March 2022 Māori Law Review

Ngā whakahaere rauemi – natural resource management – appeal allowed – consultation and notification – Norman

Norman v Tūpuna Maunga Authority o Tāmaki Makaurau

Court of Appeal [2022] NZCA 30

3 March 2022

Application to appeal against a decision of the Tūpuna Maunga Authority o Tāmaki Makaurau ("Authority") to fell exotic trees and replace them with natives, and the decision of the Auckland Council to grant resource consent allowed.

Download Norman v Tūpuna Maunga o Tāmaki Makaurau Authority (842 KB PDF).

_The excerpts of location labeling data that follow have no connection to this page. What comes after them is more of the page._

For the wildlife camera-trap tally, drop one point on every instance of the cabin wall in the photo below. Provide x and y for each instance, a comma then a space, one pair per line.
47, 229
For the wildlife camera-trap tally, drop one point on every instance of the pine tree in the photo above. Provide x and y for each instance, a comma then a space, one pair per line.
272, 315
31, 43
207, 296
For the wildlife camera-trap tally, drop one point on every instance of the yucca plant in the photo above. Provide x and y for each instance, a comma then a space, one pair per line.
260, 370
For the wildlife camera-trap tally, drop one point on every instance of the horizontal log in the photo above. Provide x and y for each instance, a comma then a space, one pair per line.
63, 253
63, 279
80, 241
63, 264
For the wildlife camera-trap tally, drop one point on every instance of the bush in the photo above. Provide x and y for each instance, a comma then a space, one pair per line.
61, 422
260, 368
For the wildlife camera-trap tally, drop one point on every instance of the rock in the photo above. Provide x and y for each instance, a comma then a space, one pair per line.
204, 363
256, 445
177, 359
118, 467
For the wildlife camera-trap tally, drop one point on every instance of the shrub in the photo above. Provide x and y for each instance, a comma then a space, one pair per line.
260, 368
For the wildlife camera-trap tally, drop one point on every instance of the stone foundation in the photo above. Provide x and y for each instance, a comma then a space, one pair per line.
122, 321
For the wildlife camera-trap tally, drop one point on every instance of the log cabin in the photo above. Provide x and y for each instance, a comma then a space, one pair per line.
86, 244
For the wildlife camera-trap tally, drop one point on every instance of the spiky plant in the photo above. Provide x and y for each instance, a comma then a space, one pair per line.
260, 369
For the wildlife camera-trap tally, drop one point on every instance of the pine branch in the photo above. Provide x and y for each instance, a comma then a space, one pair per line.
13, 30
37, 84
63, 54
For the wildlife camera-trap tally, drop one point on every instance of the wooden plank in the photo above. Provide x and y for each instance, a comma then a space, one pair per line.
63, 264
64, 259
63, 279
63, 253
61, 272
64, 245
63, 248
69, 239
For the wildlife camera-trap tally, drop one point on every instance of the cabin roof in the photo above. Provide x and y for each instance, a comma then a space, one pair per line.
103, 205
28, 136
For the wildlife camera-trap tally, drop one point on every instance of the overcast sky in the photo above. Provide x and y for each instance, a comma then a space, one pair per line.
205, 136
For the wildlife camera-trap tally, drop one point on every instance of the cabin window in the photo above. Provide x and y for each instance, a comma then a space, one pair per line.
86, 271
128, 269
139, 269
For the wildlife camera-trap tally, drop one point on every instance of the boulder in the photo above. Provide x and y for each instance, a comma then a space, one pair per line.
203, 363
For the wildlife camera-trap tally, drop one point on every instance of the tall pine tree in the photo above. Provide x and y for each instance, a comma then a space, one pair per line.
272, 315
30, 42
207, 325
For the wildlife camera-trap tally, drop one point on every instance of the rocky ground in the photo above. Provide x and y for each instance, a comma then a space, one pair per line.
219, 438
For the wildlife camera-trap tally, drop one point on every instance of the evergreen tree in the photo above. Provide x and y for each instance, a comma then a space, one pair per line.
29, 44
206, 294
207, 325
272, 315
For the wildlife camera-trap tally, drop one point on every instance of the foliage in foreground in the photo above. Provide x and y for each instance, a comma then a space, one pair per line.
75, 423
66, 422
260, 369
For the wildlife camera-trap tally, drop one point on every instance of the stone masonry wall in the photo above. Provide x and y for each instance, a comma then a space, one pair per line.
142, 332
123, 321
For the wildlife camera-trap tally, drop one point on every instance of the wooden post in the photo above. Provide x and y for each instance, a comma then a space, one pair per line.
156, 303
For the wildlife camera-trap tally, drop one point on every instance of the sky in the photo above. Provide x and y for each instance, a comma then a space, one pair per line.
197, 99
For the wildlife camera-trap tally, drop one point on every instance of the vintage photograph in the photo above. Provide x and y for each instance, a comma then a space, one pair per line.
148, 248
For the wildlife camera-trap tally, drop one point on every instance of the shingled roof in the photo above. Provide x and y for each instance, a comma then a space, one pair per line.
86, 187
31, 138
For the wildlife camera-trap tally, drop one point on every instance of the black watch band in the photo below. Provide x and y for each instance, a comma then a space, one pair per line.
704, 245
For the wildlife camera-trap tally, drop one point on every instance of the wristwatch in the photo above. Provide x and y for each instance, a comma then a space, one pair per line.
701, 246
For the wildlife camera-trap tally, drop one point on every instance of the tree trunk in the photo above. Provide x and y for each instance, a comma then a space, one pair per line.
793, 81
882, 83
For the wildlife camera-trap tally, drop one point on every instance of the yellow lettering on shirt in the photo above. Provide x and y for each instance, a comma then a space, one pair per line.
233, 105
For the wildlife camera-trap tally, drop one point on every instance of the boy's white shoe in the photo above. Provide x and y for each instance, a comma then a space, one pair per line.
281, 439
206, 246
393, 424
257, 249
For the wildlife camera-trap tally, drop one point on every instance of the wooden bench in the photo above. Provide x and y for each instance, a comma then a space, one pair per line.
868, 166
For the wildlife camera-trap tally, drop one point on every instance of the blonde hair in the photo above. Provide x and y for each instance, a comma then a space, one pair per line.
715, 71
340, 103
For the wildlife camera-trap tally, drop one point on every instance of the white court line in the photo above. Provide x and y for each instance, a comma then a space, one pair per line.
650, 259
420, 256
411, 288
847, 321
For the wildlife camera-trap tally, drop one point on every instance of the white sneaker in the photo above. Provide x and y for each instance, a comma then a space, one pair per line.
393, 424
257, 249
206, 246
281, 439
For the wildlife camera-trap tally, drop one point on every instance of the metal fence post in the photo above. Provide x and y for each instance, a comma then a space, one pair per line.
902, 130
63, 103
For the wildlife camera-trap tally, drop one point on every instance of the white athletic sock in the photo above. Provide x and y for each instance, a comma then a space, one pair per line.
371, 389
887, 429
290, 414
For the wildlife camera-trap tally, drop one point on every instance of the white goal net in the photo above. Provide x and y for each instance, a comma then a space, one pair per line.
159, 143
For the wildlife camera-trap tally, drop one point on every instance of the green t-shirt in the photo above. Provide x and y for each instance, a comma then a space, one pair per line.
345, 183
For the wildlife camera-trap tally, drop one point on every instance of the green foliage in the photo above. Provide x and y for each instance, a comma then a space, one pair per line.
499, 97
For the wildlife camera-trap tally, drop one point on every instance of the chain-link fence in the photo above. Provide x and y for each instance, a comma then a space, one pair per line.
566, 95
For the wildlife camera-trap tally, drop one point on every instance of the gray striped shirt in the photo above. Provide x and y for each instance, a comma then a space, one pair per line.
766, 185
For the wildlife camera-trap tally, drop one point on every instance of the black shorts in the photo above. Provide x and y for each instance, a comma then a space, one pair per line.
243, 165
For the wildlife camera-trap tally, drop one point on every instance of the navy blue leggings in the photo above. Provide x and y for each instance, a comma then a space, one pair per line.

Whakataunga - Overview and result

Ngā whakahaere rauemi - natural resource management - appeal allowed - consultation and notification - observations about application of Conservation Act 1987 s 4
Date3 March 2022
CaseNorman v Tūpuna Maunga o Tāmaki Makaurau Authority (842 KB PDF)
Citation[2022] NZCA 30
CourtTe Kōti Pira - Court of Appeal
Judge(s)Cooper, Courtney and Goddard JJ
Earlier/later decisions
Legislation citedReserves Act 1977; Conservation Act 1987.
Cases citedNgāi Tai ki Tāmaki Tribal Trust v Minister of Conservation [2018] NZSC 122.
Overview and resultAppeal allowed from a High Court refusal to grant judicial review of a decision of the Tūpuna Maunga Authority o Tamaki Makaurau ("Authority") to fell exotic trees and replace them with natives, and the related Auckland Council decision to grant a resource consent. The appellants sought judicial review of the Authority’s decision to remove the trees, and of the Council’s decision that the relevant resource consent applications could be determined without being publicly notified or subject to limited notification under the Resource Management Act 1991 ("RMA").
The Authority had made the decision to remove 345 exotic trees as part of an ecological restoration project involving the retention of all existing indigenous trees and the planting of 13,000 further indigenous trees and plants ("project") on Ōwairaka, which it carried out in its capacity as the administering body of Ōwairaka under the Ngā Mana Whenua o Tāmaki Makaurau Collective Redress Act 2014 ("the Collective Redress Act").
Held, appeal allowed and the Authority's decision set aside on two grounds:

  • the Authority had not carried out the consultation required by statute; and
  • the application should have been publicly notified under the RMA.

A further ground, that other provisions in the Reserves Act were not complied with in the Authority's decision-making, was rejected on the basis the provisions in question permitted the approach taken by the Authority. In the course of addressing this ground the Court made observations about the application of section 4 of the Conservation Act 1987 to relevant decisions under the Reserves Act, while declining to decide the point. The Reserves Act is one of the Acts listed in Sch 1 to the Conservation Act. Section 4 of the Conservation Act provides for the Conservation Act to be interpreted and administered as to give effect to the principles of the Treaty of Waitangi. Through caselaw this has been found to apply to the legislation in Sch 1 so far as circumstances apply.  Counsel for the Authority argued in the High Court that s 4 of the Conservation Act added further weight and support to the Authority because for mana whenua the project is a tangible expression of Treaty principles in action.
However, without deciding the point, the Court indicated it was inclined to agree with counsel for the appellants that the primary focus of s 4 of the Conservation Act is the interpretation and administration of that Act, with the Court noting further at [171] that:
"While the Reserves Act appears in the list of enactments administered by the Department of Conservation, it is not clear how that could have the consequence of applying s 4 to decisions of an independent statutory body such as those at issue in this case. Nor is it clear what would be added by the application of s 4 given the express and detailed statutory provisions in the Collective Redress Act which have been enacted to give effect to the settlement of important Treaty claims. In agreement with the Judge, we do not consider it necessary to resolve these issues here. While we acknowledge the Supreme Court’s statements in Ngāi Tai ki Tāmaki Tribal Trust v Minister of Conservation as to the powerful effect of s 4 of the Conservation Act in the context of decisions made by the Department of Conservation, we consider it preferable to leave questions concerning the potential  application of s 4 to decision makers not acting under that Act to cases where it is necessary to resolve them."